This is a photo of a pyrite cube, possibly from Washington State. The side-lighting in the photo highlights the topographic-like striations on the surface, while the black areas are reflecting the camera lens/possibly the room (the shutter speed is fast enough to eliminate any environmental light). The edge at the top of the photo is irregular as a chunk of the specimen was broken off at some point (or maybe it was part of a larger cluster).


Detail view.


Side 1

Side 2

Approximate Photo Location (Side 1)


Magnification: ~3.25X

Field of view: ~5/16” x 7/16“ (7.4mm x 11.1mm)

Images in focus stack: 30


From what I can tell, the striations on the face are caused by the crystals alternating between cubic (square) and pyritohedral (pentagon) forms as they grow (1, 3). The illustrations below show the different orientations of the striations.
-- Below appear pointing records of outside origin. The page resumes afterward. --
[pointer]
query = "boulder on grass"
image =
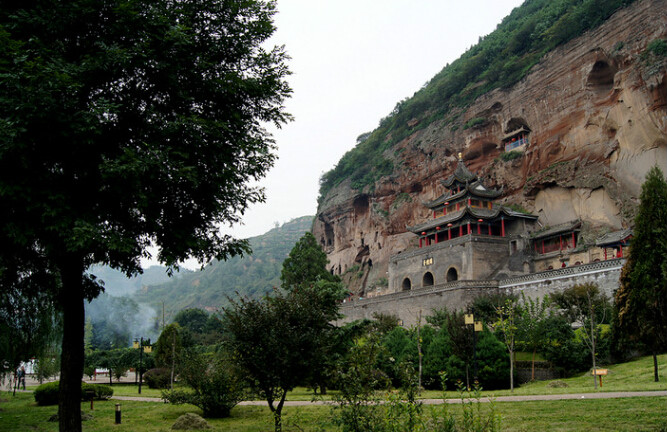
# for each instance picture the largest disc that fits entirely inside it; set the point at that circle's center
(190, 421)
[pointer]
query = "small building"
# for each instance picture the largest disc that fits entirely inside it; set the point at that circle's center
(470, 237)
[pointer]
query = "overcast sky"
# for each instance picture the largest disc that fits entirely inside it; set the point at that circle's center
(351, 62)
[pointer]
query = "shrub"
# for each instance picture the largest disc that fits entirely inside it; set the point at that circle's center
(102, 392)
(158, 378)
(216, 385)
(47, 394)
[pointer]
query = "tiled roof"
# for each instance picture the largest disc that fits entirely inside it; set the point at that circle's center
(557, 229)
(472, 212)
(613, 237)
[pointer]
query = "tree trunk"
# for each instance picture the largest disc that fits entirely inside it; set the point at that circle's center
(512, 371)
(71, 369)
(595, 378)
(173, 361)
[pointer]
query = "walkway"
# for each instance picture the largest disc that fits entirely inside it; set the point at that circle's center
(568, 396)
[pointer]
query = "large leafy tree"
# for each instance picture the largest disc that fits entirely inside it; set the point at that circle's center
(126, 123)
(306, 264)
(586, 305)
(280, 340)
(641, 300)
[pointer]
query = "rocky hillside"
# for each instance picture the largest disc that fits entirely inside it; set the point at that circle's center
(253, 275)
(594, 111)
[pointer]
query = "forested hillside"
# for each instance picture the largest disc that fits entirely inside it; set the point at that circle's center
(117, 284)
(253, 275)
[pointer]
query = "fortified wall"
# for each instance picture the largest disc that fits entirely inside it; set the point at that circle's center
(407, 305)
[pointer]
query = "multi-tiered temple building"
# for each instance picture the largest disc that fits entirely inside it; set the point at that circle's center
(470, 237)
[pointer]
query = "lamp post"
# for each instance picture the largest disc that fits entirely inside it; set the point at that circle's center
(139, 343)
(469, 319)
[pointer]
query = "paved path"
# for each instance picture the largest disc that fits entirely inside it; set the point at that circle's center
(569, 396)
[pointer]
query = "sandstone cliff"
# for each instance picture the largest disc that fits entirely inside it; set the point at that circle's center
(596, 112)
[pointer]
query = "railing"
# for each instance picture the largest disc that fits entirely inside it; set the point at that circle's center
(448, 286)
(563, 272)
(447, 243)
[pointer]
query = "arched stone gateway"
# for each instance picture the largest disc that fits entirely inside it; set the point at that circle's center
(427, 279)
(452, 275)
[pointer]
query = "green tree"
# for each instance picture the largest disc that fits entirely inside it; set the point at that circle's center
(531, 326)
(641, 299)
(126, 124)
(586, 305)
(278, 341)
(215, 383)
(506, 325)
(168, 350)
(306, 264)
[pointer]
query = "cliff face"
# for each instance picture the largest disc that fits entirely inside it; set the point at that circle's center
(596, 112)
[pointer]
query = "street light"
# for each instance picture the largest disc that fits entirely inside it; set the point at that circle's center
(469, 319)
(139, 343)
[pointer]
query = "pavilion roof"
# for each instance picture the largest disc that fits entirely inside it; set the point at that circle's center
(612, 238)
(475, 188)
(557, 229)
(468, 213)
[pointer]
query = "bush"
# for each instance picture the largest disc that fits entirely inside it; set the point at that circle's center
(47, 394)
(158, 378)
(102, 392)
(216, 385)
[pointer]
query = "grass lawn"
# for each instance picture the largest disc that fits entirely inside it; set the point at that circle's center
(636, 375)
(19, 413)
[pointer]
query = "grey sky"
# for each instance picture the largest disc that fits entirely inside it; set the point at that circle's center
(352, 61)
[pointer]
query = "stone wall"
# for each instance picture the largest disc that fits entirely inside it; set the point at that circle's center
(406, 305)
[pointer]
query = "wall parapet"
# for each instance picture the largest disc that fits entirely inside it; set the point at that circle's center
(435, 289)
(565, 272)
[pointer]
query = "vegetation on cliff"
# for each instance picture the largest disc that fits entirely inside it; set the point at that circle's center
(499, 60)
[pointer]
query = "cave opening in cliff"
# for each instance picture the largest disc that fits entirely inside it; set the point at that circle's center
(328, 234)
(452, 275)
(601, 77)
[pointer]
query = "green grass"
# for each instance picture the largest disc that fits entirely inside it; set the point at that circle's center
(19, 413)
(636, 375)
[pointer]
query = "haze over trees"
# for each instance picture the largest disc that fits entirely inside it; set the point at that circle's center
(126, 124)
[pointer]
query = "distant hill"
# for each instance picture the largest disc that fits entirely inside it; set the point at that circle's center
(117, 284)
(253, 275)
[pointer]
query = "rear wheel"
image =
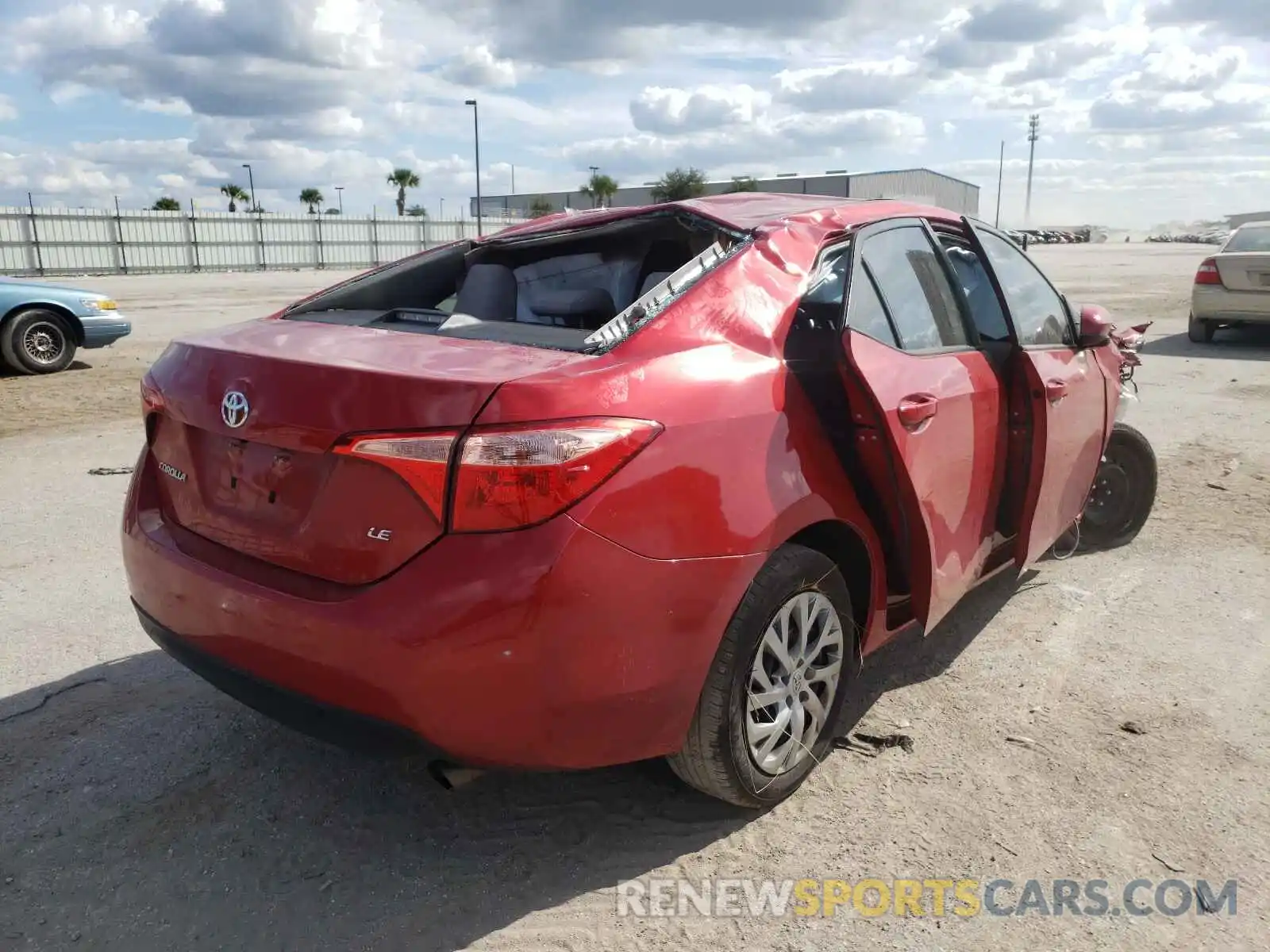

It is kind of interesting that their overall direction is perpendicular to the edge of the cube and they run in three directions, where the front face of the cube matches the back face, the top face matches the bottom face, and the right face matches the left face (2, 3).


1. Brigham Young University. (n.d.). Pyrite (#70). Retrieved from the BYU Geology Department.

2. Van Dommelen, R. (n.d.). Pyrite. Retrieved from The Mineralogy of Nova Scotia.

3. Crystalography for dummies: Pyrite cubes. (2014). Retrieved from Mindat.